A pesar de la versatilidad e inventiva del lenguaje de El equilibrista, no podríamos afirmar que la obra merece llenar el teatro como lo hace, si no fuera por el trabajo actoral de Mauricio Dayub. La obra le exige que corra, salte, trepe, ría, se conmueva, traiga y lleve objetos, cambie de vestimenta reiteradas veces, imposte diversas voces y personifique variadas edades, y sobre, que haga equilibro. El equilibrio que el personaje debe lograr en su vida es el que Mauricio debe crear en diversos momentos de la obra: el equilibrio de los dos muñecos sobre la patineta que el personaje hace deslizar de un solo empujón a lo largo de todo el escenario, el equilibrio del árbitro superhéroe de capa-cortina que se pone de pie sobre una estructura para pintar un hermoso retrato de perfil y, finalmente, el equilibrio que hace el actor al avanzar sobre la cinta (sí, la que aparece en el afiche) al final de la obra.

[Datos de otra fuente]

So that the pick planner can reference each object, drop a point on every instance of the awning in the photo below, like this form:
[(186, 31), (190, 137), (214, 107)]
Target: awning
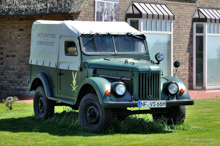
[(146, 10), (210, 15)]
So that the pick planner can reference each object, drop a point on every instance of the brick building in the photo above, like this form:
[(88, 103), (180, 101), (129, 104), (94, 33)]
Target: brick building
[(188, 35)]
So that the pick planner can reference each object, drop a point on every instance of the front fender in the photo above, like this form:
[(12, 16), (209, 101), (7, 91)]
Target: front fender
[(179, 95), (40, 79), (100, 85)]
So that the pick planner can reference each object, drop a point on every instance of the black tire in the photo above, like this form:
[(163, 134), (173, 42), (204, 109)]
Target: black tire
[(175, 115), (93, 117), (43, 107)]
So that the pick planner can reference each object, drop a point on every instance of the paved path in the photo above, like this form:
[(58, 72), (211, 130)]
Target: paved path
[(194, 94)]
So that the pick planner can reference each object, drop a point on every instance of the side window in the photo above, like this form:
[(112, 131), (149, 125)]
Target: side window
[(70, 48)]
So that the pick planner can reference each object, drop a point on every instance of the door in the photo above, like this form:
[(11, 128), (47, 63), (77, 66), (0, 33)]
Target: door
[(68, 65)]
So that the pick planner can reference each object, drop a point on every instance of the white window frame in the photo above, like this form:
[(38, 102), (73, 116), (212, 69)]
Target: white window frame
[(205, 35), (141, 21)]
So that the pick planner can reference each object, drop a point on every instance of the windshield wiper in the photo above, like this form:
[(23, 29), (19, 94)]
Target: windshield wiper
[(135, 36), (90, 39)]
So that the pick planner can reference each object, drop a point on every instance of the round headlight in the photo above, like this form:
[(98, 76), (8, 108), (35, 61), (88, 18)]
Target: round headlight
[(159, 57), (120, 89), (173, 88)]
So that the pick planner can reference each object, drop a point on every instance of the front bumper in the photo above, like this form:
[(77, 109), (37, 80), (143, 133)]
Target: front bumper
[(169, 103)]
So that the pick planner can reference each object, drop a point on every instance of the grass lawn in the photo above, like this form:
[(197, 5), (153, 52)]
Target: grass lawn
[(19, 127)]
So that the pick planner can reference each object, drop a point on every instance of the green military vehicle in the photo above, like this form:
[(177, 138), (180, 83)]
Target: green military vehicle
[(100, 69)]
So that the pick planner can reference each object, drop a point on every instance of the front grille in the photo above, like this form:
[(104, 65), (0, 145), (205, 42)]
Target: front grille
[(148, 87)]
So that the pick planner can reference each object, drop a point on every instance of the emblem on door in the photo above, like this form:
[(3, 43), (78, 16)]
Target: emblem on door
[(73, 85)]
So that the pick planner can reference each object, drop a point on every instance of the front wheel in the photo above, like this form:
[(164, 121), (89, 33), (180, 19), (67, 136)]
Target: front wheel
[(43, 107), (92, 115), (175, 115)]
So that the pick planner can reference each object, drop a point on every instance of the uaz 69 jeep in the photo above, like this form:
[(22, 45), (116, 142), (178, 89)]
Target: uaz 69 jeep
[(101, 69)]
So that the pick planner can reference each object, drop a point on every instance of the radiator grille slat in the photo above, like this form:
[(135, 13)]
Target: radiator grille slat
[(148, 86)]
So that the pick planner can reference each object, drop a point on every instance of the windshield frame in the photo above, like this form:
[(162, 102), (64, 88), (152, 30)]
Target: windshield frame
[(115, 52)]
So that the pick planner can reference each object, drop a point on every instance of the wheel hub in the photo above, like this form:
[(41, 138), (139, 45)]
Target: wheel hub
[(41, 105)]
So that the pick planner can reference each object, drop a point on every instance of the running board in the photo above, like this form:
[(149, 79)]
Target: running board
[(67, 101)]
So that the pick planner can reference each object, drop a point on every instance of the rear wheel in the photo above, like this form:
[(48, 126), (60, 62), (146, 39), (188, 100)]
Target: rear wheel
[(175, 115), (92, 115), (43, 107)]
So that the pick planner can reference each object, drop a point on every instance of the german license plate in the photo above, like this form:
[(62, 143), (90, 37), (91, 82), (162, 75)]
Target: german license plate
[(152, 104)]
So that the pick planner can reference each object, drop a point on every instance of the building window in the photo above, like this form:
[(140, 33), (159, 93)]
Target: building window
[(206, 56)]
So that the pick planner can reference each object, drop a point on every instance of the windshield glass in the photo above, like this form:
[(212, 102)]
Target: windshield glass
[(113, 44)]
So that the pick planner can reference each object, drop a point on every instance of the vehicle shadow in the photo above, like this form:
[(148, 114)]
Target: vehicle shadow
[(54, 126)]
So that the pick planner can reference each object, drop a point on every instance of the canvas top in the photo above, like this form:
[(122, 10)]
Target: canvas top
[(46, 39), (76, 28)]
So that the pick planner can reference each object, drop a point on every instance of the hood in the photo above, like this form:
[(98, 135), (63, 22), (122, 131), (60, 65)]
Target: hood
[(122, 64)]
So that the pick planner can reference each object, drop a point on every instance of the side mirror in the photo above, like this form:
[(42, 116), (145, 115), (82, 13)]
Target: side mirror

Haciendo las cuentas finales, quizá se podría decir que existe, entre la grandeza de la forma y el contenido más bien chabacano, un frágil equilibrio dramático. Es en ese equilibrio, quizá, en el que se sostiene el espectador joven, como yo, hasta el último momento de la obra.
[1] Soy consciente de que la relevancia propuesta por la obra pretende ubicarse en elementos como el acordeón, el proceder gestual del actor y las anécdotas familiares, pero entiendo que dicha parafernalia está orientada a un público muy particular — la tercera edad porteña.
[2] Proustiano no sólo en la motivación de la estructura narrativa (una percepción en el presente -el aroma de las magdalenas, la música del acordeón- causa la memoria involuntaria -los recuerdos del protagonista de En busca del tiempo perdido, los recuerdos del personaje de Dayub), sino también en estructuración diegética: narración seguida de comentario.